For the care and feeding of its offspring, the common cuckoo outsources.
When she’s ready to lay an egg, a female Cuculus canorus swoops to the unattended nest of a smaller species. She then swallows one of the eggs that’s been laid there and lays one of her own—a behaviour known as brood parasitism.
Sometimes potential victims revolt. The parents that inhabit the nest may mob the cuckoo mom, preventing her from dropping off her egg; they may push out cuckoo eggs before they hatch, or they may even abandon the nest.
But often the cuckoo mom gets away undetected, leaving her parental duties behind, and the nest’s owners return none the wiser. C. canorus is known to have passed its eggs on to more than 100 host species, according to the International Union for Conservation of Nature.
When the cuckoo chick hatches, it ejects other eggs or hatchlings to get all the space—and food—for itself. Hungry as a whole brood, the outsize baby devours everything brought by its foster parents—in the photo above, the provider is a reed warbler, a common host.

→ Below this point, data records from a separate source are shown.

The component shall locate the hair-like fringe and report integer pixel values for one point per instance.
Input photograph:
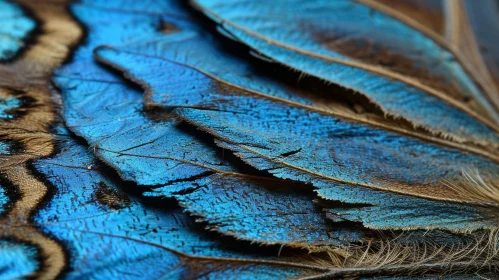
(480, 188)
(385, 251)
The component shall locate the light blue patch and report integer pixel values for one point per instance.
(14, 29)
(155, 152)
(17, 261)
(291, 23)
(291, 143)
(128, 238)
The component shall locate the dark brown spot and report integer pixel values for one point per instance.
(111, 198)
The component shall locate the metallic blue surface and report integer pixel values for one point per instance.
(153, 151)
(359, 155)
(112, 234)
(362, 155)
(290, 23)
(385, 210)
(14, 28)
(17, 260)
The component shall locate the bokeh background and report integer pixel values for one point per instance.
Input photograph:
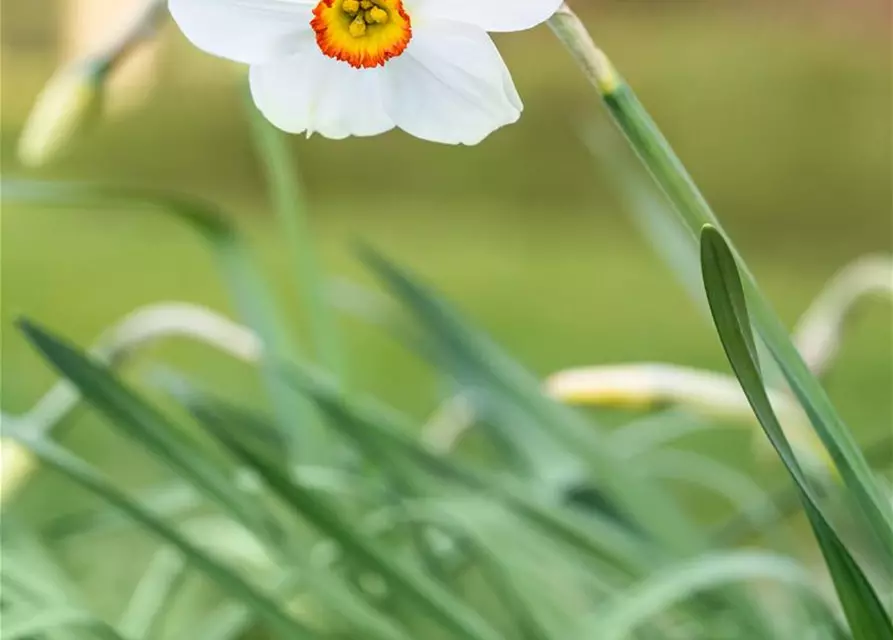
(781, 110)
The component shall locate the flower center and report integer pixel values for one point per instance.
(362, 33)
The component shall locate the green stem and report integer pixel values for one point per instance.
(282, 177)
(688, 202)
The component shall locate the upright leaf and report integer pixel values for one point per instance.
(866, 615)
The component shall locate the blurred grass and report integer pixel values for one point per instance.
(522, 231)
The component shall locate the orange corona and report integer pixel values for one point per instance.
(362, 33)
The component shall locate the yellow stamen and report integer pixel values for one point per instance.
(357, 27)
(376, 15)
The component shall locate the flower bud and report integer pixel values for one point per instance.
(16, 466)
(68, 105)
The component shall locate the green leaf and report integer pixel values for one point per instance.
(145, 425)
(285, 189)
(866, 615)
(410, 583)
(376, 428)
(250, 295)
(153, 595)
(560, 446)
(228, 581)
(693, 210)
(621, 616)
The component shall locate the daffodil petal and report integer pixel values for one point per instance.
(308, 92)
(489, 15)
(450, 85)
(248, 31)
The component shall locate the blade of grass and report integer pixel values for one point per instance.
(364, 420)
(284, 183)
(36, 624)
(646, 504)
(416, 586)
(153, 595)
(621, 616)
(145, 425)
(688, 202)
(231, 583)
(864, 611)
(250, 296)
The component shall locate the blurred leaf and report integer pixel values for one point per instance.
(377, 428)
(412, 584)
(866, 615)
(621, 616)
(556, 454)
(84, 476)
(694, 211)
(145, 425)
(37, 623)
(153, 595)
(249, 292)
(284, 183)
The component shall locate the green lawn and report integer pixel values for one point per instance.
(786, 128)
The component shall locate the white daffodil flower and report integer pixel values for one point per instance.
(361, 67)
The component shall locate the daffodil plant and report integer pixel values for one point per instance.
(362, 67)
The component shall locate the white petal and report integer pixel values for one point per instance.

Franka Slothouber, a retired photo editor who’s an avid wildlife photographer, observed the birds’ behaviour in 2014 in Amsterdam, where she lives. “The poor warbler almost disappears in the wide-opened mouth of its ‘adopted’ baby,” Slothouber says. And yet “the warbler couple is convinced this chick is theirs and treat it accordingly, by feeding it until it can look after itself.”
This story appears in the January 2018 issue of National Geographic magazine.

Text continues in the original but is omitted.